Hougan sees a similar transition happening now. He believes that stablecoins represent the next phase of competition, where savers have more options outside traditional banks. Unlike the past, DeFi technology now allows users to lend and borrow without needing intermediaries.
Banks push back against stablecoin yields
The banking industry has been lobbying Washington to curb stablecoin yields. These institutions argue that allowing stablecoin issuers to pay returns creates an uneven playing field.
Last month, banks called on lawmakers to close what they described as a loophole in the GENIUS Act. That legislation, which was signed in July, established the first federal framework for stablecoins.
Banks have voiced concern that this creates an uneven playing field. By contrast, stablecoin issuers see the allowance as a natural evolution of digital assets.
The clash reflects a deeper debate about the role of non-bank entities in money markets.https://t.co/Zk2flW9BhI
— Geralt Davidson 🐺 (@CryptoInsider23) September 6, 2025
Still, while banks warn of risks, crypto advocates argue that limiting stablecoin yields would protect banks at the expense of consumers.
What Higher Rates Could Mean for Banks
If banks raised their deposit rates to compete, they could reduce the incentive for savers to move money into stablecoins.

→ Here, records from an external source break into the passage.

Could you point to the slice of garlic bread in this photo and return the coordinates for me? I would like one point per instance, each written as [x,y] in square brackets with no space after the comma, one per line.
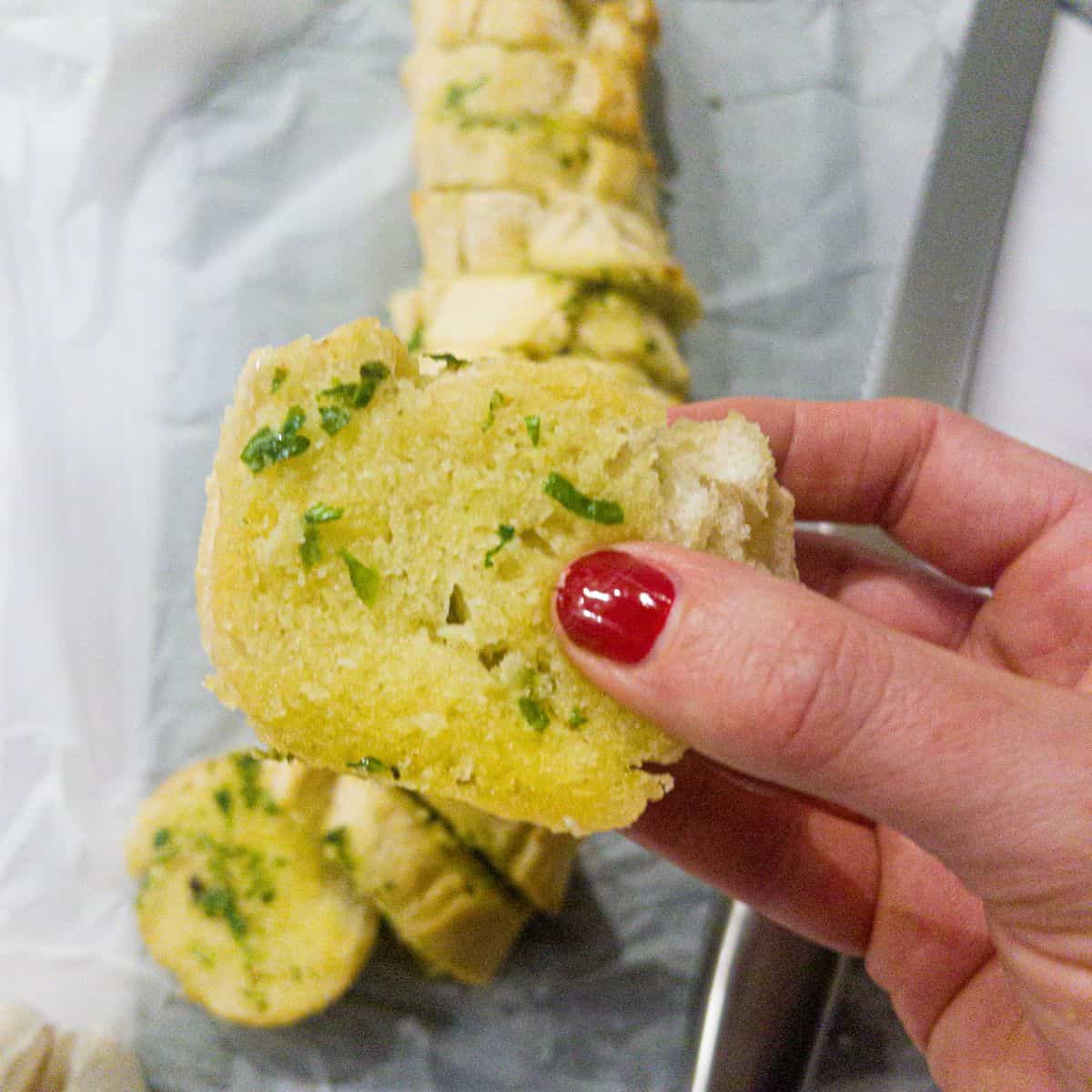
[573,236]
[380,551]
[541,316]
[440,899]
[490,86]
[536,157]
[623,28]
[239,901]
[533,860]
[25,1042]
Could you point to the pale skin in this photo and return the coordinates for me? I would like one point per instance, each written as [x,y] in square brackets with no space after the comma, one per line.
[912,757]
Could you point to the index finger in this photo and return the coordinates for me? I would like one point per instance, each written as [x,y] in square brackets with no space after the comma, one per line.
[959,495]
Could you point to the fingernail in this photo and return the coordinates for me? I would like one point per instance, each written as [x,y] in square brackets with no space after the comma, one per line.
[614,605]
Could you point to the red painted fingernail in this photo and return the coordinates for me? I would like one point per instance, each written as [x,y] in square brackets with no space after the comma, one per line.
[614,605]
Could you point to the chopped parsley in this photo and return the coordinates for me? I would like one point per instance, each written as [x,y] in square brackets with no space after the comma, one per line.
[497,401]
[358,396]
[369,764]
[334,419]
[453,363]
[219,902]
[267,447]
[249,768]
[506,533]
[568,496]
[310,550]
[534,714]
[338,839]
[322,513]
[365,580]
[458,93]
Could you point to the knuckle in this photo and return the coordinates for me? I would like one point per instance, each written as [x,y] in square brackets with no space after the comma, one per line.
[817,692]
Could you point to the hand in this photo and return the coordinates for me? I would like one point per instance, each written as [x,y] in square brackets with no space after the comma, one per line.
[916,756]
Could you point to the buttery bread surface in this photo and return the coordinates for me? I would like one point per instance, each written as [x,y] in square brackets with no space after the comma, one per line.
[377,600]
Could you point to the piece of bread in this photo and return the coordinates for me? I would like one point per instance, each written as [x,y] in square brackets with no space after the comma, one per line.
[440,899]
[533,860]
[500,232]
[25,1041]
[86,1062]
[490,86]
[36,1057]
[412,632]
[625,28]
[539,158]
[240,901]
[540,316]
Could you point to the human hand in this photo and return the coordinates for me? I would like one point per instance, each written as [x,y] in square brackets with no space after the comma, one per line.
[921,752]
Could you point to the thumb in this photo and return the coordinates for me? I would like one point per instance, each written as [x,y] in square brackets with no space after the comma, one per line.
[984,769]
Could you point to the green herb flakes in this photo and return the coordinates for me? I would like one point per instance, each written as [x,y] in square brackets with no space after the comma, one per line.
[334,419]
[365,580]
[568,496]
[249,769]
[310,550]
[506,533]
[534,714]
[369,764]
[458,93]
[344,398]
[338,840]
[266,447]
[453,363]
[497,401]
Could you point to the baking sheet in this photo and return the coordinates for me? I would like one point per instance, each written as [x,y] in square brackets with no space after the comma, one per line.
[181,181]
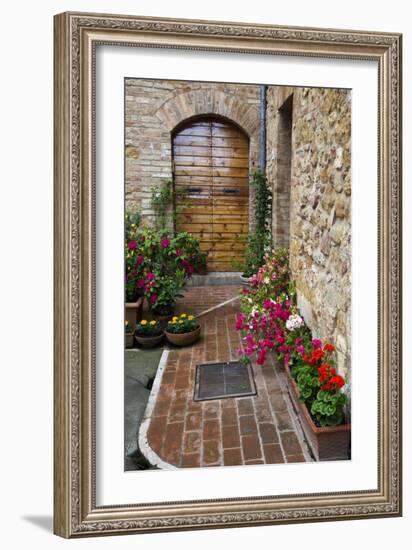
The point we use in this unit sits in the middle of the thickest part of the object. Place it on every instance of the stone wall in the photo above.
(320, 203)
(155, 107)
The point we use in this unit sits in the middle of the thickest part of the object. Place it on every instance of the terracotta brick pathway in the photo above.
(231, 431)
(201, 298)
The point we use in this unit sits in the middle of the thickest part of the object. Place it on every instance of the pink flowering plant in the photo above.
(158, 264)
(270, 322)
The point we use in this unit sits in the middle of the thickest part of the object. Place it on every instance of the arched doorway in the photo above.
(211, 175)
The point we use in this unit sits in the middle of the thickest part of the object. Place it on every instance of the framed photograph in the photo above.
(227, 274)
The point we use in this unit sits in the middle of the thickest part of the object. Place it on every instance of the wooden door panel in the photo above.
(211, 173)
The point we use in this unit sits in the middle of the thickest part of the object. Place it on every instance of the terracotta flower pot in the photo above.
(202, 270)
(133, 311)
(128, 339)
(326, 443)
(149, 341)
(184, 338)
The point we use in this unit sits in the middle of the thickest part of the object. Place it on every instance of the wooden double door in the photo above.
(211, 177)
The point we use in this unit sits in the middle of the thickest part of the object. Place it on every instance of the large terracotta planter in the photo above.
(183, 339)
(149, 341)
(328, 443)
(133, 311)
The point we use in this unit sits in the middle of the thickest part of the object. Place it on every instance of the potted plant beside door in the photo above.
(258, 243)
(148, 333)
(183, 330)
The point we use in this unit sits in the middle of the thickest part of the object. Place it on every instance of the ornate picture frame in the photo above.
(76, 36)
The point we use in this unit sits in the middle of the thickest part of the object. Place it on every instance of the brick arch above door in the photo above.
(186, 105)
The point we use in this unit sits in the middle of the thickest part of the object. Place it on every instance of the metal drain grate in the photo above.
(221, 380)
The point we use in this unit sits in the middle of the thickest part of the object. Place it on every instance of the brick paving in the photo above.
(201, 298)
(224, 432)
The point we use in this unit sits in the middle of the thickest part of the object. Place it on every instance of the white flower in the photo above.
(294, 322)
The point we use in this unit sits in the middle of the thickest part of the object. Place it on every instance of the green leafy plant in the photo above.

However, if they did so, it would shrink their profit margins. Hougan believes that margin pressure is a natural part of competition and should not be avoided through regulation.
Community banks, in particular, are facing more of a challenge. They rely more heavily on customer deposits for lending than large institutions.
This said, Stablecoins could hit them hardest if depositors leave for better yields.